The be quiet! Pure Base 501 DX clocks in at $125 dollars. Considering you get three 140 mm retail fans, plenty of ARGB elements and an overall well-rounded feature set, that price is adequate. While we gave the 500 DX the "Great Value" award in 2020 when it was released at $100, the landscape for mid-tower cases has evolved drastically since then and you can find a lot of cases with fans and looks in that price range these days too. So giving the Pure Base 501 DX that same award doesn't seem the right thing to do.
But, don't take that in a bad way. The be quiet! Pure Base 501 DX may be based on a body that has been around for half a decade, but thanks to plenty of updates, this is almost not noticeable. be quiet! did an excellent job adding most of the expected features of a modern mid-tower case in this price segment to it. From the vertical GPU placement possibility to the clean window design, expanded ARGB elements and fleshed out IO panel - everything is there. The most telling sign that this body is a bit older is the fact that the ceiling can only hold a 240 mm liquid cooling setup. Back then, AIOs were expensive and didn't perform nearly as well as today. So most cases offered plenty of room for air cooling, while consumers rarely opted for 360 mm AIOs, instead picking the cheaper 240 mm variants.

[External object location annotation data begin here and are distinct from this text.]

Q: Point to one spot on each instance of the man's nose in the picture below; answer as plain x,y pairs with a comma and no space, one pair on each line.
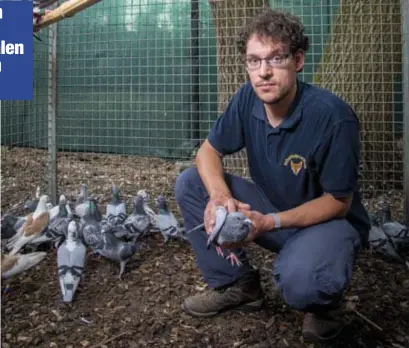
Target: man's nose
265,70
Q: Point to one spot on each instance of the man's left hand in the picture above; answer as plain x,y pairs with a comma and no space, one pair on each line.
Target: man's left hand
260,223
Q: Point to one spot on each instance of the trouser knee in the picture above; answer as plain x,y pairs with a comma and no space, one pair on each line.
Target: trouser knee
313,291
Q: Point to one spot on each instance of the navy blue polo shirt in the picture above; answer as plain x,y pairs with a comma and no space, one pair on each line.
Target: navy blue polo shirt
314,150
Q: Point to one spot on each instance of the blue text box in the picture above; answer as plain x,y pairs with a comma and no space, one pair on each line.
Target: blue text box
16,36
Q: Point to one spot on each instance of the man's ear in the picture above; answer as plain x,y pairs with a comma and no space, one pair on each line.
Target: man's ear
299,59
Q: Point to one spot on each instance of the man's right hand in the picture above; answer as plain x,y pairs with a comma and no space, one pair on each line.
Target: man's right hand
229,203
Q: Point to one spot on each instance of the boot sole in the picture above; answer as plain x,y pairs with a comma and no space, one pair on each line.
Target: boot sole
245,307
310,337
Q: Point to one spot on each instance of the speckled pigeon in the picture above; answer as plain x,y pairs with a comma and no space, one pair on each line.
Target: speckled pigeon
138,222
116,250
166,221
229,228
71,259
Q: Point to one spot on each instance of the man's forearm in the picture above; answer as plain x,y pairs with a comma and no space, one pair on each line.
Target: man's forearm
314,212
210,168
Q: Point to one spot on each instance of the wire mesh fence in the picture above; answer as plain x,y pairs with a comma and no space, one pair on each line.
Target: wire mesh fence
24,136
140,83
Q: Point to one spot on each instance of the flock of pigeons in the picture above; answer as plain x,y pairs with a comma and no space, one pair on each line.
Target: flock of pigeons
115,235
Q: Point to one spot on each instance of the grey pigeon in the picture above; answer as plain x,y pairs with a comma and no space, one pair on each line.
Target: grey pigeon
138,222
116,209
91,226
116,250
10,225
31,204
82,201
229,228
71,258
398,233
380,241
149,211
166,221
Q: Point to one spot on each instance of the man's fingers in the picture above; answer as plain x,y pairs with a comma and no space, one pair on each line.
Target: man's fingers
244,206
231,205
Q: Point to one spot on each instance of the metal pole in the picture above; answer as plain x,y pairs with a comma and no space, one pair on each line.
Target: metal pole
405,65
195,71
52,107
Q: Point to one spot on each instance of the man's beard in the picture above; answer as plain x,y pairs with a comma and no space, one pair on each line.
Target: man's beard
276,100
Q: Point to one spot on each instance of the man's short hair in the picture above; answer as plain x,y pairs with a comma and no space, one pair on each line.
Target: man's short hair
277,26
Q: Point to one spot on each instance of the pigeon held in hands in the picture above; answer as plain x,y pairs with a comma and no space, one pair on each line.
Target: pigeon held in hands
230,228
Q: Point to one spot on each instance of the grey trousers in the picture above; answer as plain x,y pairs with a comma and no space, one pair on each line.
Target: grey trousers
314,264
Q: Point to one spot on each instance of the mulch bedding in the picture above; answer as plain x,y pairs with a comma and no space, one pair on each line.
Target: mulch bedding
143,309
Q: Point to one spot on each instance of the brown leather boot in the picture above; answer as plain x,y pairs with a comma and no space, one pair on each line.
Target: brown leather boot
245,294
320,327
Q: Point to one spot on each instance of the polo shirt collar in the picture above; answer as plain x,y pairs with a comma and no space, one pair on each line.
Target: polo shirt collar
294,114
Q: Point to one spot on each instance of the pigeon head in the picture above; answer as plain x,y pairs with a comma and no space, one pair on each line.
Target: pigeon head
72,229
138,205
143,194
44,199
115,191
161,202
62,201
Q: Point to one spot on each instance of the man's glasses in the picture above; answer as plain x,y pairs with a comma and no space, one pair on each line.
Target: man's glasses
277,61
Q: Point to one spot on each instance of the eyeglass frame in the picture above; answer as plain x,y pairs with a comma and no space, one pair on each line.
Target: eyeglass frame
269,64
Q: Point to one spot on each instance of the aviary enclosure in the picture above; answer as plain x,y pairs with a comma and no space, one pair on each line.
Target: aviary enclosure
125,92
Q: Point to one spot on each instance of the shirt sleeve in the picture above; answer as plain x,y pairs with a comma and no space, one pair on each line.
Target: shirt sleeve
227,133
338,159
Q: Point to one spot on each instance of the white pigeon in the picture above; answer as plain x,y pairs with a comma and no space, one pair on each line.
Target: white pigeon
34,226
71,258
116,209
55,210
31,204
15,264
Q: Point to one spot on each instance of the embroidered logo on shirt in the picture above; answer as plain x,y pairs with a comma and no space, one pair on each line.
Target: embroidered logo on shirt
296,162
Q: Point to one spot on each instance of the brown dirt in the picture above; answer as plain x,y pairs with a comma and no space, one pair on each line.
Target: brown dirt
143,310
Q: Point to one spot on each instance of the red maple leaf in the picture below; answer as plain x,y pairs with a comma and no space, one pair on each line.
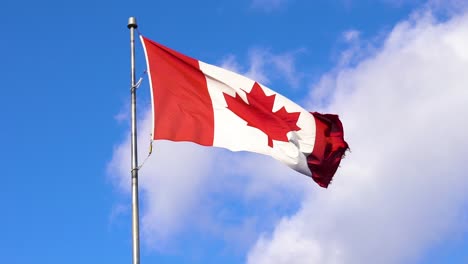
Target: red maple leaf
258,113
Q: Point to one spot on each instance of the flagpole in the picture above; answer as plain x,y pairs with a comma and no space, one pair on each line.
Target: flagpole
132,25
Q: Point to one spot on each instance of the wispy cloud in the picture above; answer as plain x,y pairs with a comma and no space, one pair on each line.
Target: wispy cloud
402,188
268,5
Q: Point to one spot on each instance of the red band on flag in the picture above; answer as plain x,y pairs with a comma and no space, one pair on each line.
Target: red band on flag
182,106
329,148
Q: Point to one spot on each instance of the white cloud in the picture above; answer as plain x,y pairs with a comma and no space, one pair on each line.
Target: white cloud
403,187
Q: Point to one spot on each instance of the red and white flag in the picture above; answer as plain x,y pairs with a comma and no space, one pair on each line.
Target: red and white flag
198,102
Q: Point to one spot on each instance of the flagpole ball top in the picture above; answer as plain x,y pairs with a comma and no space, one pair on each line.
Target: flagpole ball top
132,22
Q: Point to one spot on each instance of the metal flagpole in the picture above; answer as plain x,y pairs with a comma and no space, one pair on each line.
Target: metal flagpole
132,25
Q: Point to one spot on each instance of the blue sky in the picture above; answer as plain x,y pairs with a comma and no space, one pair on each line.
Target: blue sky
392,69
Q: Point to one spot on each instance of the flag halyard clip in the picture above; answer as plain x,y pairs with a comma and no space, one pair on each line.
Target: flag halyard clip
150,151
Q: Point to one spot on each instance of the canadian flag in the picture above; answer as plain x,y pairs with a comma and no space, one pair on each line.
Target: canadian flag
208,105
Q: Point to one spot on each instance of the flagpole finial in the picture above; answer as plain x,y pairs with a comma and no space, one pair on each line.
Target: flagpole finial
132,22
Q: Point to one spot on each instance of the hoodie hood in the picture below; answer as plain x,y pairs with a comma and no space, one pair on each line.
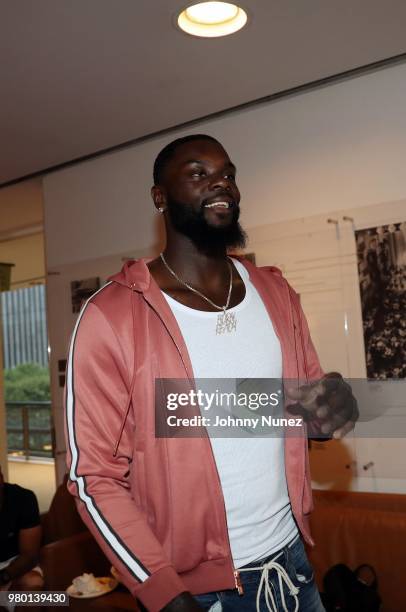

The upside of this body is the fact that you still get a total of six storage bays - something that modern designs have dialed back to two or three in turn. Building inside the be quiet! Pure Base 501 DX is still a great experience, with a clean result and solid cable management thanks to the plentiful Velcro strips provided. These alleviate the need for zip ties and helps look past the fact that they are just loose Velcro strips, where other cases manage more elaborate integrations of these types of cable management aids.
So in 2025, the be quiet Pure Base 501 is still a solid pick that is tangibly held back by the fact that you can buy 280 or 360 mm AIOs below $100 now, so it may not be the right choice for those wanting to go that route. Yes, you can install such a unit in the front of the case, but that also means that you loose a bit of that intended airflow design the chassis is meant to provide. This leaves you with a well-built mid-tower case that sports some nice ARGB elements and comes bundled with some of the best fans on the market, resulting in whisper quiet idle operations and excellent thermals geared towards those who still relish air cooling their processor or find a 240 mm AIO sufficient. That limitation is also why we have coupled the Recommended Award with the "But Expensive" badge, you don't have those limitations with other cases at similar or lower price points.